I expect when Jr was young playing old-time, before bluegrass came along, he played a good bit of music with Uncle Howard who lived at the other end of Pine Swamp Road. Ed Atwood, clawhammer picker, lived across the Little River Creek from Jr, and was banjo with Howard's band. Jr's older half-brother, Welter Maxwell, was an old-time fiddler. Jr's cousin Richard, son of Howard, played guitar. His cousin Carol, Howard's daughter, played guitar. The whole bunch of the Pine Swamp Joineses were good musicians and good singers. Among the living ones is Dennis Joines, bluegrass singer and guitar picker. Last I heard his band is New River Bluegrass. He also has a responsible job that keeps him on the road between home and Winston-Salem a lot. I always think of Dennis when I think of Pine Swamp musicians. He can sing a bluegrass song. He has a singing voice, like Jeff Michael, that is right for bluegrass and does it right. Jeff would rather be poor and make music, while Dennis would rather have a nice house, good woman, some kids, a home. To afford the home he wants, he needs to make some money. Howard was Dennis's uncle too. Dennis's dad, Walton, also a good singer and musician, was Howard's brother and Jr's mother's brother. 

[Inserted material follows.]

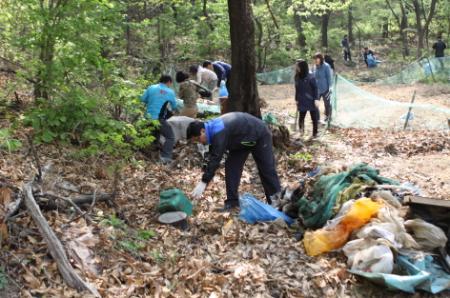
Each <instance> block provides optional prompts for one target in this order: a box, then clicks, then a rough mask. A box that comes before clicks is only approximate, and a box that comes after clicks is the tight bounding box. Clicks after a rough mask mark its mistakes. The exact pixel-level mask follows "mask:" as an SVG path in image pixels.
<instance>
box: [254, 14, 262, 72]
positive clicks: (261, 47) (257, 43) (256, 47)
mask: <svg viewBox="0 0 450 298" xmlns="http://www.w3.org/2000/svg"><path fill="white" fill-rule="evenodd" d="M255 24H256V28H257V29H258V30H257V32H258V42H257V44H256V53H257V57H258V67H257V72H262V71H263V70H264V68H263V52H264V49H263V45H262V38H263V34H264V32H263V27H262V24H261V22H260V21H259V20H258V18H255Z"/></svg>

I scrolled up to look at the picture and immediately saw a Pine Swamp Joines in his face. I saw Walton and Howard's son Richard, Dennis, and Jr's mother from photographs I've seen, the structure of the face. That's what I see when I see somebody is the structure of their face. I see it in the Joineses of Pine Swamp distinctly. Another thing I see that runs through them is they're all good people. They were Regular Baptists and went to New Salem on Pine Swamp Road. Howard is buried there. I remember seeing Walton's name carved on the back of one of the benches in the church. Walton left this world several years ago, and he did that when he was a kid, probably a teenage boy tied up in hormonal knots. Richard and Jr are the ones of these Joineses I've known the best, to sit and talk with awhile. I didn't mean the church reference as a qualification for someone to be "good people." Jr was not a church goer and he did everything "good" people aren't supposed to do. He was among the best when it comes to good people. I suppose by good I mean perhaps the least abrasive, generous, people you like to see again. That's it. People you like to see again.